Advanced Fan Info

Advanced Fan and Compressor Development Studies


SPONSOR: NAVAIR

 

Transonic Fan & Compressor Studies

A study was completed to examine the effects of low-profile vortex generators on fan shock-boundary layer interaction at M=1.4 using a two-passage cascade simulation. Effects on losses and turning angle were obtained with wedge probe wake surveys.

A transonic stage designed by N. Sanger using 3D-viscous codes was installed in the reactivated transonic compressor test rig. The baseline geometry was also used as the point of departure for a swept rotor study using Bezier surface representations of the geometry.

Concurrently, the pressure-sensitive paint (PSP) technique is being developed in the laboratory to provide a rotor-flow diagnostic to augment LDV and high-response pressure transducer techniques. All techniques will be used to validate the Sanger stage and, later, more advanced designs which incorporate sweep.

Stage calculations were performed on the Sanger compressor using Chima's (NASA Glenn) SWIFT code which uses various averaging techniques between blade rows. Energy averaging was used with good overall prediction of the stage performance.

 

Off-Design and Compressor Cascade Stall

Second generation CD blades, designed by Gelder of NASA LeRC, were installed in the Low Speed Cascade Wind Tunnel (LSCWT) and tested at design. The measured blade surface pressure distribution agreed well with the design distribution. These blades were designed with half the solidity of the previous Sanger stator (for NASA LeRC Rotor 67A), and with elliptic leading and trailing edges so as to minimize losses and leading edge separation bubbles. At off design a Reynolds number study was performed on the blades and the effect of Reynolds number on the formation of a midchord separation bubble was quantified.

The refurbished fan and motor for the cascade was recently used to verify the measurements taken previously before the motor failed. In addition to performing midspan LDV measurements five-hole pressure measurements were also taken in the wake of the blades to determine the loss coefficient and distribution. Inlet total pressure profiles were also obtained with a 21 port rake probe ahead of the blades. Blade surface flow visualization was also performed with titanium-dioxide and kerosene to view the flow separation on the suction surface of the blades.

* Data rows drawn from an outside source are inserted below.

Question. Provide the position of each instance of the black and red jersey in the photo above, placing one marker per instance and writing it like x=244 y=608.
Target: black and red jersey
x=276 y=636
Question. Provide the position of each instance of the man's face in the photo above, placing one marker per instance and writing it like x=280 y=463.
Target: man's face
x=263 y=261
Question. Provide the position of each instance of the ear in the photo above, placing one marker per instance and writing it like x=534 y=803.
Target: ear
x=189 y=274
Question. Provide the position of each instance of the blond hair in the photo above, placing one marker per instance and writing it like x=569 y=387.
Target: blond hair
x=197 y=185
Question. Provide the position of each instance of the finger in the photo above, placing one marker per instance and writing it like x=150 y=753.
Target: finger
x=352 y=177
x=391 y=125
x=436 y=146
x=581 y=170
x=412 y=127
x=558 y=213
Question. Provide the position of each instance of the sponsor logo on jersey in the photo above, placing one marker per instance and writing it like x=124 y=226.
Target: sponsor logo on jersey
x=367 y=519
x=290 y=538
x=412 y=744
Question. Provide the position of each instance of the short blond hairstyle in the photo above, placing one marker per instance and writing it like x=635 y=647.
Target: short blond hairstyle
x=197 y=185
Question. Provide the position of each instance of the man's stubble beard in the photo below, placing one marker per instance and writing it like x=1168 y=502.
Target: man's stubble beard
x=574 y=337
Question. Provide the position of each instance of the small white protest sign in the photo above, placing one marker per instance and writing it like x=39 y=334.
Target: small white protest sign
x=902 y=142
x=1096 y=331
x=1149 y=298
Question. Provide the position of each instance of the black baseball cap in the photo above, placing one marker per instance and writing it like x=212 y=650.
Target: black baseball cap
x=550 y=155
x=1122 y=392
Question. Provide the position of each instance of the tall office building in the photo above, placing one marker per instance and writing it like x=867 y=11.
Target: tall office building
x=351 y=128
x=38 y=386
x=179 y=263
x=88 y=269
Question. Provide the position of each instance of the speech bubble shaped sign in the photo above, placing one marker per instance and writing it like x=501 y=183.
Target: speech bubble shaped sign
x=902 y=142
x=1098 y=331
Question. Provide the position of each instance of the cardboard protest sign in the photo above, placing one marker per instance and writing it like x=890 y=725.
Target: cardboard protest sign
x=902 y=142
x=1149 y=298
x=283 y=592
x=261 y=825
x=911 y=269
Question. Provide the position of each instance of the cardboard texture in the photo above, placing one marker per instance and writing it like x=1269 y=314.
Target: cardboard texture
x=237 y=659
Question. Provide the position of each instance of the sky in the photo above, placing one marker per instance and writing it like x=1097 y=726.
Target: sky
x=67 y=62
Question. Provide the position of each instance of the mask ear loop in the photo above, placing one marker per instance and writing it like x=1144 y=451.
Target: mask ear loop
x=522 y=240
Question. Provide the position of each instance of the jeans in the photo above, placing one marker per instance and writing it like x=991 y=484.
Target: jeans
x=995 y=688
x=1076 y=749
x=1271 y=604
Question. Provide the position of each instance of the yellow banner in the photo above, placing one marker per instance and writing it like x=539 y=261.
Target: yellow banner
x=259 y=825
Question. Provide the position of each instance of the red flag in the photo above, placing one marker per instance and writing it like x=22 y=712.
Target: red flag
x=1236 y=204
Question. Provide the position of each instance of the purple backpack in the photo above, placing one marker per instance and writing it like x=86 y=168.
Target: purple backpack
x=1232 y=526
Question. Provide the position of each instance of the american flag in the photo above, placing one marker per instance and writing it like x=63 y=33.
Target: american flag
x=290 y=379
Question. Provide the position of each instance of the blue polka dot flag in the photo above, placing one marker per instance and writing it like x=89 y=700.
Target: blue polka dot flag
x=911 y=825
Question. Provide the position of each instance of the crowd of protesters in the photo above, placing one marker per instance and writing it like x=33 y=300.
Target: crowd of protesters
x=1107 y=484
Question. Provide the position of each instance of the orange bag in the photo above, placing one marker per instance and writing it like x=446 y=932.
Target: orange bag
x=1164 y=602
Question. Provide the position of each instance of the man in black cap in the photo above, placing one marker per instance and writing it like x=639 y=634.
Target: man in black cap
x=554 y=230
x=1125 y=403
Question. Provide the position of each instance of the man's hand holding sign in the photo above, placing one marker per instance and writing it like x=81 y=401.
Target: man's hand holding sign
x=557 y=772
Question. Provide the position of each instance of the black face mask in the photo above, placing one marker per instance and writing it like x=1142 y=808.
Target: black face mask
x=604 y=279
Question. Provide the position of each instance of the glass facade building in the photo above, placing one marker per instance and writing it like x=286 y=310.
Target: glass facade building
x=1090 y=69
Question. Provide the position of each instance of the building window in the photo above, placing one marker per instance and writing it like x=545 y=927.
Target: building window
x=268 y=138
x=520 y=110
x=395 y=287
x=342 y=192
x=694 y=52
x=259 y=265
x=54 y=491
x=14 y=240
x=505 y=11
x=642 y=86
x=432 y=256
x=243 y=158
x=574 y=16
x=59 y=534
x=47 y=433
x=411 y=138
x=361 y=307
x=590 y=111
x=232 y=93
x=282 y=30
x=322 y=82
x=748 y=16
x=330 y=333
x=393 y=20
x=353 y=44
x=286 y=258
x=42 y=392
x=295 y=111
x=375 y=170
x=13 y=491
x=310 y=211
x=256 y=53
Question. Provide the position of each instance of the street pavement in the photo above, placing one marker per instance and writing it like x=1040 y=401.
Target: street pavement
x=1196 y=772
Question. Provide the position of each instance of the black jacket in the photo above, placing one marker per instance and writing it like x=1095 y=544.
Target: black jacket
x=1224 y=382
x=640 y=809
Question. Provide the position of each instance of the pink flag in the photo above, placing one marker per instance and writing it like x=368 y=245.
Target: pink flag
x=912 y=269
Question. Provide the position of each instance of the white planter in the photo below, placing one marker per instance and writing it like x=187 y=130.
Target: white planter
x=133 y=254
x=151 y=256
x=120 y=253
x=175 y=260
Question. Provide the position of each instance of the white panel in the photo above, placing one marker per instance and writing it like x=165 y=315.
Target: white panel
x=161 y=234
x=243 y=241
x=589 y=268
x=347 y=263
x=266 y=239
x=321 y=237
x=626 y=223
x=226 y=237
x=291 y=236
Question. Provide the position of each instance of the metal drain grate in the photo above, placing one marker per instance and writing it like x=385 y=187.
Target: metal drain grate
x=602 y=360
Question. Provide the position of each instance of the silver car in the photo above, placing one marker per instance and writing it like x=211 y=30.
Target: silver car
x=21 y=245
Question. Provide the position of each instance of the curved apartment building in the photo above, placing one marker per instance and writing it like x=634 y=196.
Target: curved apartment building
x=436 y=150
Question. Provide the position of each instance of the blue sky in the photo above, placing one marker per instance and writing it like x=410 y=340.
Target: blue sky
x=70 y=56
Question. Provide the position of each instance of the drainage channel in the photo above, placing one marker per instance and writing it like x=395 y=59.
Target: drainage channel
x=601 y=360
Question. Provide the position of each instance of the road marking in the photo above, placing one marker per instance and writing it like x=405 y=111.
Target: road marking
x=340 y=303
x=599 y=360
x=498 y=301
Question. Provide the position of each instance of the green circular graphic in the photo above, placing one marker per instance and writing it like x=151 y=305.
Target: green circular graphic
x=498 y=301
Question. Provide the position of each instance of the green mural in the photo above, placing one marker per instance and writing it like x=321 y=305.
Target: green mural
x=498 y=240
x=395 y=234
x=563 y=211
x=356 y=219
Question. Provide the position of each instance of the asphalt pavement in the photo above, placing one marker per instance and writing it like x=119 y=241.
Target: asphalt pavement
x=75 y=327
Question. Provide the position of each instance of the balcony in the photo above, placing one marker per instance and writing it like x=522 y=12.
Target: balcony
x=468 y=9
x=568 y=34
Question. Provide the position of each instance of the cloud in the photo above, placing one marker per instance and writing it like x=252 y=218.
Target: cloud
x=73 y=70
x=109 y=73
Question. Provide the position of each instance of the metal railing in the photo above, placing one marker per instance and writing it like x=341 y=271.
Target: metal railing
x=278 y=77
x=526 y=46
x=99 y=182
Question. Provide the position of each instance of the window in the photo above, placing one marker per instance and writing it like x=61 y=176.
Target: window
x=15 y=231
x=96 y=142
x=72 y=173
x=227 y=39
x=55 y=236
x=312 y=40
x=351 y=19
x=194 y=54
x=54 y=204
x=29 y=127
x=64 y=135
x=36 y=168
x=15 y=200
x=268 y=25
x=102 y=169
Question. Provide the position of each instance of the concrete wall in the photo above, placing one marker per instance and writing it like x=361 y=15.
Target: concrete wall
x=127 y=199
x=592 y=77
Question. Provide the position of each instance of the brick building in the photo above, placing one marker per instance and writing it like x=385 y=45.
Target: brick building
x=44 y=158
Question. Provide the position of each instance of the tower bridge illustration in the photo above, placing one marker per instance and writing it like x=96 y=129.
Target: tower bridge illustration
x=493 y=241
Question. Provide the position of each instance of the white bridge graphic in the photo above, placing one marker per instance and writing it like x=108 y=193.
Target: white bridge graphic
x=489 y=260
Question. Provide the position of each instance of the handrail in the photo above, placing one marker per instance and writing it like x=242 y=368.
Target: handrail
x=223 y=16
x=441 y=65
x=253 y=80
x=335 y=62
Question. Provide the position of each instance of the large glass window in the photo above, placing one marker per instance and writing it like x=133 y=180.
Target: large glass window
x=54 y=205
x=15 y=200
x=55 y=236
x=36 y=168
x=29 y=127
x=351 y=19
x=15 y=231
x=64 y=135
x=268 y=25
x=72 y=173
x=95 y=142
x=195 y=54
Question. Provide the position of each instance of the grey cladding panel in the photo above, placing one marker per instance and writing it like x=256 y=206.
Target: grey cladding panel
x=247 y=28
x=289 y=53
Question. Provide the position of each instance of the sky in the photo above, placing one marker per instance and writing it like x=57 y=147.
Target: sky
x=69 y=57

Endwall flowfield measurements were performed in the Low Speed Cascade Wind Tunnel. Pitchwise surveys of the wake were performed with a five-hole probe starting at mid span and then progressing toward the north wall (through which LDV measurements are taken) in decreasing increments. Thus an overall loss distribution has been obtained for the second-generation controlled-diffusion blades at 40 degrees inlet flow angle (4 deg. above design incidence). Next off-centerline surveys were conducted with the two component LDV for about 40% span. Three-dimensional viscous flow calculations of the whole blade passage were also performed in an attempt to compute the complex separated flow over the blades.